Na edição SPFW N60, que começa nesta segunda (13.10), se inicia também a comemoração dessas três décadas de história, que se estendem para 2026. Há a exposição de peças sustentáveis de grandes estilistas “Moda e Território: A Bioeconomia Brasileira em Movimento”, mostra de maquetes da cenografia do evento ao longo dos anos, e lançamento do livro Backstage SPFW, acompanhado de exposição de fotografias de Renato De Cara e ilustrações de Filipe Jardim, captadas ao longo de uma década nos bastidores do evento. Há ainda, para 2026, a previsão de lançamento de um outro grande livro, que abordará toda a história do evento em imagens.
A seguir, os principais trechos da entrevista, em que Paulo faz uma grande análise do evento e da moda no passado e no presente, com olhos no futuro.
“Em 1995, saí do Phytoervas e, em Paris, escrevi em duas páginas o que seria uma semana de moda. Voltei em outubro e no fim do mês fechei o patrocínio com o Morumbi Shopping. Nascia o Calendário Oficial da Moda Brasileira – Morumbi Fashion Brasil. Lançamos em 1995, e a primeira edição aconteceu em julho de 1996. Escolhemos começar pelo verão, que é maior no país. Foi um projeto que nasceu no coração e foi tratado na alma. A cabeça servia só para materializar o que a gente estava falando.”
“A Semana de Moda ajudou a revelar o protagonismo das pessoas. Antes, os estilistas se escondiam atrás das marcas. O SPFW fez nascer carreiras, deu visibilidade, criou um mercado e um ecossistema de moda extremamente profissional, de diretores de arte, fotógrafos, modelos, jornalistas e editores, além da profissão de stylist, que antes nem existia. Levou a moda para os cadernos de economia, de cultura, de comportamento, para a TV e para a vida da cidade.”
“A gente se vê, nesse momento, com necessidade de fazer um grande retrofit. Repensar o sistema como um todo. Até porque tem uma mudança geracional muito grande. O que a gente precisa fazer para que essa nova geração entenda que o que ela encontrou é uma estrada pavimentada, mas que não está pronta? A gente tem que refazer tudo aquilo que fez há 30 anos: provocar discussões, diálogos, aproximação, provocar essa geração a pesquisar mais.”
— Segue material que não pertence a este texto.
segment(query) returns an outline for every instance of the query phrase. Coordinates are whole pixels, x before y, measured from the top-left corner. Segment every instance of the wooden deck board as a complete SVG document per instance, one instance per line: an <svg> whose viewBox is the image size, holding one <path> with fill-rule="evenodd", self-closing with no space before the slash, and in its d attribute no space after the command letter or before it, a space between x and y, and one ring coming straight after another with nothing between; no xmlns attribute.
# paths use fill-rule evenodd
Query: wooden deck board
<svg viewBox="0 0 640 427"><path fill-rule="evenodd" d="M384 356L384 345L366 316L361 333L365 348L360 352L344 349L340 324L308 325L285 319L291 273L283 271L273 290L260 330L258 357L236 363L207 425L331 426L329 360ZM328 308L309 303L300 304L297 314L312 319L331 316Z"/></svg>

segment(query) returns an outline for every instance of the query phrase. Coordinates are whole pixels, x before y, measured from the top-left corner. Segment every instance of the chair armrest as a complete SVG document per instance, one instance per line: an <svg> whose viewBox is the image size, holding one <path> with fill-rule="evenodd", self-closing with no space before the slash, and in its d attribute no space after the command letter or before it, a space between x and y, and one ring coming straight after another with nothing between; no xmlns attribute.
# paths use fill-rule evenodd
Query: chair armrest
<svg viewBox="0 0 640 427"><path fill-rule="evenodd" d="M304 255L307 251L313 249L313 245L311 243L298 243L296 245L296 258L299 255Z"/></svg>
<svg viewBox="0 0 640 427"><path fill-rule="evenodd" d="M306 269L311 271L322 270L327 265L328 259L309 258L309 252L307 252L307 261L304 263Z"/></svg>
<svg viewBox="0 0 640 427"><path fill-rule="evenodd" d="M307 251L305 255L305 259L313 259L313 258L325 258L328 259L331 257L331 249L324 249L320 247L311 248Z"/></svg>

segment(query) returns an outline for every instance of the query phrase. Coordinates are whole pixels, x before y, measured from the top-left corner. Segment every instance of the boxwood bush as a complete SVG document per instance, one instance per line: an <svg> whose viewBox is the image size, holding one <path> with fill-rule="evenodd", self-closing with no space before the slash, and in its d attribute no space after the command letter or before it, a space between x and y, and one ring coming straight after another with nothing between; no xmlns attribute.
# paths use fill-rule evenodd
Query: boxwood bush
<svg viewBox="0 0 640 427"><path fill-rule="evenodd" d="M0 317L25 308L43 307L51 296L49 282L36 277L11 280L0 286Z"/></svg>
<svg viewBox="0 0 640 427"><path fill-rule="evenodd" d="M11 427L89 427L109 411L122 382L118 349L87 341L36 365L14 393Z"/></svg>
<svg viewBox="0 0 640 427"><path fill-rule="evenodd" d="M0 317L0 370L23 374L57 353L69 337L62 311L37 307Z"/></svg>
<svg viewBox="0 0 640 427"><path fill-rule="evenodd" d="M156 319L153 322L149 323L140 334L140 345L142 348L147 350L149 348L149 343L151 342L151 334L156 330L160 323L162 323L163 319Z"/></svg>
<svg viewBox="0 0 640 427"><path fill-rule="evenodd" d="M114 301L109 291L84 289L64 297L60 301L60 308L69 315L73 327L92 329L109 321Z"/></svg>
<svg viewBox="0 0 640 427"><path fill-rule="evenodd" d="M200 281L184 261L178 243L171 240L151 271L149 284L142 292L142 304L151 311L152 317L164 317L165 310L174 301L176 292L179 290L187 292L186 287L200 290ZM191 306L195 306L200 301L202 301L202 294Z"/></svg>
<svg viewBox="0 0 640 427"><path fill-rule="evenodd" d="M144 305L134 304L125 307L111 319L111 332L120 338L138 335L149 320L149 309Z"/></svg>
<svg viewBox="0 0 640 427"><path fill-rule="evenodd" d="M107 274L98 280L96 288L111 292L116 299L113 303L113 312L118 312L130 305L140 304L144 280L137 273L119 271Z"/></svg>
“A internet trouxe a ilusão do “quatro cliques e eu já sei tudo”. Estou há anos com a sensação de retorno aos anos 90: o pêndulo vai e vem. Hoje é um mundo de medo. No medo você não se arrisca, então não cria. Se você sabe que o pêndulo foi, pode desviar dele. Nosso trabalho é conscientemente não deixar o pêndulo do retrocesso bater.”
“Acho que elas [as grandes marcas] foram impactadas, como todos nós, por todas as questões que vieram, todas as crises, e elas precisam se reorganizar, se reestruturar. E aí teve essa influência de rede social, aonde o jornalismo perdeu muita relevância com essas influenciadoras que acham que sabem tudo. Então as marcas preferem organizar um desfile para um público de influenciadoras que só estão lá para fazer um flash, um lacre.”
“Uma marca não vai se segurar com influenciadoras, até porque isso vai acabar. Já está acabando, né? Há também quem desfile sozinho. Tem seu mérito se faz sentido para o negócio, mas não contribui para a moda brasileira. Não é uma marca que vai fazer a moda ser importante. É um esforço coletivo de moda brasileira.”
“O fast fashion tirou a graça da moda. Sem impacto visual e sem sonho, a moda não é nada. Ela é roupa.”
“O reduto mais importante para a moda é uma semana de moda: um festival de criatividade. Não trabalha só para quem desfila. Mexe no emocional de todo mundo, amplia conceitos e gera desejo. Ela ganha a sua importância. Por isso, continuará sendo o lugar de reverberação do novo. Para mim, a Semana de Moda continuará sendo sempre o lugar, a turbina de reverberação e de fortalecimento do novo.”